Dr. Chang explains that, “No rich country became rich through free trade. They protected their businesses. After becoming rich, they want poor countries to have free trade with them.” Less-developed countries and new industries need some protection from rich-country competition to get started.
The Living world
Free market advocates want to restrict or eliminate environmental protections. If companies want to dump toxic waste in rivers, cut down or burn whole forests for lumber or cattle ranches, or pollute sensitive wetlands with oil drilling, that should be their right. The rights of poor people, animals, plants, and unborn generations to a healthy environment can’t compete in the free market, because those groups don’t have money.
Making markets work
We need markets, but so-called free markets without restriction and regulation don’t work. We need a system that combines individual initiative with social regulation and control. Here are some ideas from Dr. Chang, former Labor Secretary Robert Reich, and others:
۰ Rip down the edifice of high finance that collapses the productive economy. Ban complex financial derivatives, such as the CDOs and Credit Default Swaps that caused the 2008 crash. Put brakes on the financial economy with transaction taxes and restrictions on capital flows in and out of developing countries.
۰Cut the pay of top executives and increase workers’ pay. We must give up the fiction that people are paid what they are worth; they are paid for their position in a system. CEOs are not 300 times more productive than their workers. Why are they paid so much?

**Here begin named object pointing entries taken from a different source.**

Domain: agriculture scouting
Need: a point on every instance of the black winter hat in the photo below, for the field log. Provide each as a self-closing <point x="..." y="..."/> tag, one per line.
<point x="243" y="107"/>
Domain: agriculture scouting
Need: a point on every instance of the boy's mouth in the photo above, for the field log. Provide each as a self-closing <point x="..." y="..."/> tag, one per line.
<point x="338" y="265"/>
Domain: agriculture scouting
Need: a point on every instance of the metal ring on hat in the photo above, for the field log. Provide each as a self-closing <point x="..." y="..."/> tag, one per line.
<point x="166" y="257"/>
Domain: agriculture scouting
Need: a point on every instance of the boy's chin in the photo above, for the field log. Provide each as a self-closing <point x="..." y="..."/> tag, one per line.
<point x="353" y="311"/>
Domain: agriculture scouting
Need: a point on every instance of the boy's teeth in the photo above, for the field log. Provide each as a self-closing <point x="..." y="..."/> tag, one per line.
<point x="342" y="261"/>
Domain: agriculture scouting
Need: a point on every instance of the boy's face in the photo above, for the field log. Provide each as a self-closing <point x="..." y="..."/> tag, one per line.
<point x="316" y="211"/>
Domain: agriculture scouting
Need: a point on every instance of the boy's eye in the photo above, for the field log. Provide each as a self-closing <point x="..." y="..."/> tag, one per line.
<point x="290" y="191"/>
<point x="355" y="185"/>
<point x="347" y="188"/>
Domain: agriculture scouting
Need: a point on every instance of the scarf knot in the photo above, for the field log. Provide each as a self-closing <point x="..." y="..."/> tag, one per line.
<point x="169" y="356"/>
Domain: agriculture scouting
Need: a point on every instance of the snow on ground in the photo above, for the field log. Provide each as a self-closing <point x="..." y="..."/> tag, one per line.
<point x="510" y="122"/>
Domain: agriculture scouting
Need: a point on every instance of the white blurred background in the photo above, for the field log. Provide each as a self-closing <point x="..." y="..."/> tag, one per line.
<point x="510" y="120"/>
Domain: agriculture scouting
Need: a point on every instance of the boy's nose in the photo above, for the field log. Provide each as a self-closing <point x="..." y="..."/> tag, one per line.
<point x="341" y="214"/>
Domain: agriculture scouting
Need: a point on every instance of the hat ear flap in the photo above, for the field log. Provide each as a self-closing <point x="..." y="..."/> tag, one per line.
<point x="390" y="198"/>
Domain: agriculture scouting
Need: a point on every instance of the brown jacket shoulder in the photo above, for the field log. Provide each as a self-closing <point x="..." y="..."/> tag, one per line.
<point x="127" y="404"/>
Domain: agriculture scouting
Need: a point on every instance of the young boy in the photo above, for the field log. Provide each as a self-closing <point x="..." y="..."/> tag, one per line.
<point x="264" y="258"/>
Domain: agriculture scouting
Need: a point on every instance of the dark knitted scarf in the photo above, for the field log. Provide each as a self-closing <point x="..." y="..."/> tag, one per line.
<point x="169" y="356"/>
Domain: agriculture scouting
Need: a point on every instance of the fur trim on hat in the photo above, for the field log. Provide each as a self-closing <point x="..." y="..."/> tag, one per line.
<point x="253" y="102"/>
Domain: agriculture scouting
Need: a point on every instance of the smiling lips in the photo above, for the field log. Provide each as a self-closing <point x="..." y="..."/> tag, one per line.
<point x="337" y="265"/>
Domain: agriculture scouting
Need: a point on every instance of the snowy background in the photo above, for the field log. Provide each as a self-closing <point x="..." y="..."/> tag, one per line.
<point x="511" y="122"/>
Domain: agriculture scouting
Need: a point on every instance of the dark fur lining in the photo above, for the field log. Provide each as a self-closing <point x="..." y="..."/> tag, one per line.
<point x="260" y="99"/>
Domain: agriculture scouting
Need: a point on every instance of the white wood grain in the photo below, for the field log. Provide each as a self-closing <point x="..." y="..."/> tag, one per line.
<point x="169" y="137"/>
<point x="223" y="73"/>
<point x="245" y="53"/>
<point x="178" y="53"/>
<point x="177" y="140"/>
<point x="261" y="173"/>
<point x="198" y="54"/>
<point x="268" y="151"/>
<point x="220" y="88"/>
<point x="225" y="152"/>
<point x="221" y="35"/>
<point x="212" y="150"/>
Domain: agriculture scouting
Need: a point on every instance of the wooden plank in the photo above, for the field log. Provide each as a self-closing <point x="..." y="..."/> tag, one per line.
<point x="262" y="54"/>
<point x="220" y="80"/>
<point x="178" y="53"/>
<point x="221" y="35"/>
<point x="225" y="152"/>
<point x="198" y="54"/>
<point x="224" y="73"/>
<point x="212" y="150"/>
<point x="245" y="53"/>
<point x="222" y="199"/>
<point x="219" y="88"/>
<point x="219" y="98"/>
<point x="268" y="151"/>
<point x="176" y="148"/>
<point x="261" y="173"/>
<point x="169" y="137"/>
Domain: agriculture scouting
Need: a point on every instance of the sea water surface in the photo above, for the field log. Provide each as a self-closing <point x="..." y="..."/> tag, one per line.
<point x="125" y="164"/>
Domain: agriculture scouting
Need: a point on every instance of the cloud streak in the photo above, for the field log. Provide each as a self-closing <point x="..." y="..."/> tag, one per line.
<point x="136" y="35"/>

۰ Value work that involves making things, caring for people and environments. People who sit in offices all day should not receive so much more than those who work with their hands. People should not need 16 or 20 years of formal education to find well-paid work.
۰ Government needs to be bigger and do more. Welfare states like Sweden and Norway have healthier and richer economies than free-market economies like the US and UK. Governments make mistakes; they can be corrupted, but they are not solely motivated by shareholder profit.
۰ The world economic system needs to “unfairly” (Chang’s word) favor developing countries. Poor countries must be given more space to protect their businesses, workers, and environment, to regulate foreign investment and ownership, not forced to open their economies to world capitalism before they’re ready.
Dr. Chang says all his suggestions “go against the received wisdom of the last three decades. But, unless we abandon the free-market orthodoxies that have held us back, we will meet continued economic disasters and do nothing to alleviate the poverty and suffering of billions around the world. “
There are more good ideas in Chang’s and other books. We can work on this through union organizing, forming cooperative businesses, and through political action. We can start by simply refusing to believe the free-market myths.